There are a number of results on the optimal offline replacement algorithms and online competitive algorithms on simplified versions of the Web caching problem.
The variable document sizes in web caching make it much more complicated to determine an optimal offline replacement algorithm. If one is given a sequence of requests to uniform size blocks of memory, it is well known that the simple rule of evicting the block whose next request is farthest in the future will yield the optimal performance [Bel66]. In the variable-size case, no such offline algorithm is known. In fact, it is known that determining the optimal performance is NP-hard [Ho97], although there is an algorithm which can approximate the optimal to within a logarithmic factor [Ir97]. The approximation factor is logarithmic in the maximum number of bytes that can fit in the cache, which we will call k.
For the cost consideration, there have been several algorithms developed for the uniform-size variable-cost paging problem. GreedyDual [You91b], is actually a range of algorithms which include a generalization of LRU and a generalization of FIFO. The name GreedyDual comes from the technique used to prove that this entire range of algorithms is optimal according to its competitive ratio. The competitive ratio is essentially the maximum ratio of the algorithms cost to the optimal offline algorithm's cost over all possible request sequences. (For an introduction to competitive analysis, see [ST85]).

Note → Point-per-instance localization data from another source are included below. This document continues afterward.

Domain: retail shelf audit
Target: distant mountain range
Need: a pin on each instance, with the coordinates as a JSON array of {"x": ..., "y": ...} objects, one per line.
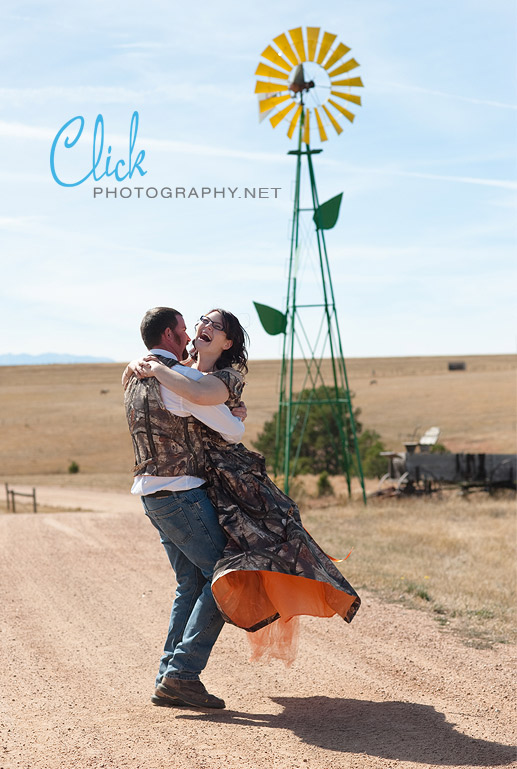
[{"x": 46, "y": 358}]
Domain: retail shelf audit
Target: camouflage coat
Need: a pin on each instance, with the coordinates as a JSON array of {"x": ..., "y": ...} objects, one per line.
[
  {"x": 265, "y": 534},
  {"x": 165, "y": 445}
]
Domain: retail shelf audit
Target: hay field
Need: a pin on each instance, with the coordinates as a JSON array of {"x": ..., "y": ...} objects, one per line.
[
  {"x": 53, "y": 415},
  {"x": 451, "y": 556}
]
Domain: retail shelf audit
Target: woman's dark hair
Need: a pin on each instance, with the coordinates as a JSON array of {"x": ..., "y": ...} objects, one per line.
[{"x": 237, "y": 354}]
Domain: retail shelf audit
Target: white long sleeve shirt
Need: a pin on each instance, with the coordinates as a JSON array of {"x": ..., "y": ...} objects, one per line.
[{"x": 218, "y": 417}]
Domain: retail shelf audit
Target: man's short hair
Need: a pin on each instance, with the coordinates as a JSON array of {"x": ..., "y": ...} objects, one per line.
[{"x": 155, "y": 322}]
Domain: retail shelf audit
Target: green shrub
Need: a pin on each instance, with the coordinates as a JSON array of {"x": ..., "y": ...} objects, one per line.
[{"x": 320, "y": 449}]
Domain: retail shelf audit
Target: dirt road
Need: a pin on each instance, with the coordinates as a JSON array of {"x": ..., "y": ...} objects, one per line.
[{"x": 85, "y": 603}]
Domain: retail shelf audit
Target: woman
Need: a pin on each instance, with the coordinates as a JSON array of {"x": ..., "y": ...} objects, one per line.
[{"x": 271, "y": 568}]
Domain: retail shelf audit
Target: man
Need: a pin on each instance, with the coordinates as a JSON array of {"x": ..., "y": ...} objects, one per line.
[{"x": 167, "y": 439}]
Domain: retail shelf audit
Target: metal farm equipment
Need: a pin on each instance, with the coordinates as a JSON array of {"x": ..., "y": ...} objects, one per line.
[{"x": 421, "y": 472}]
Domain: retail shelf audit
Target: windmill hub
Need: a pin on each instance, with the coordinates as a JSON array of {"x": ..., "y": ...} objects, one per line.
[{"x": 299, "y": 84}]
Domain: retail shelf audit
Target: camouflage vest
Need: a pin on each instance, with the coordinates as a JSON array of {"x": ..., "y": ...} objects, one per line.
[{"x": 165, "y": 445}]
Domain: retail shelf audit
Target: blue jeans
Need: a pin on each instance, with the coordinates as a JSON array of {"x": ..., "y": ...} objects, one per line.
[{"x": 194, "y": 542}]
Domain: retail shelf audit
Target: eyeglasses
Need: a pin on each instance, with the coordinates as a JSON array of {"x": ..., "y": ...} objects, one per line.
[{"x": 210, "y": 322}]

We have generalized the result in [You91b] to show that our algorithm GreedyDual-Size, which handles documents of differing sizes and differing cost (described in Section 4), also has an optimal competitive ratio. Interestingly, it is also known that LRU has an optimal competitive ratio when the page size can vary and the cost of fetching a document is the same for all documents or proportional to the size of a document [FKIP96].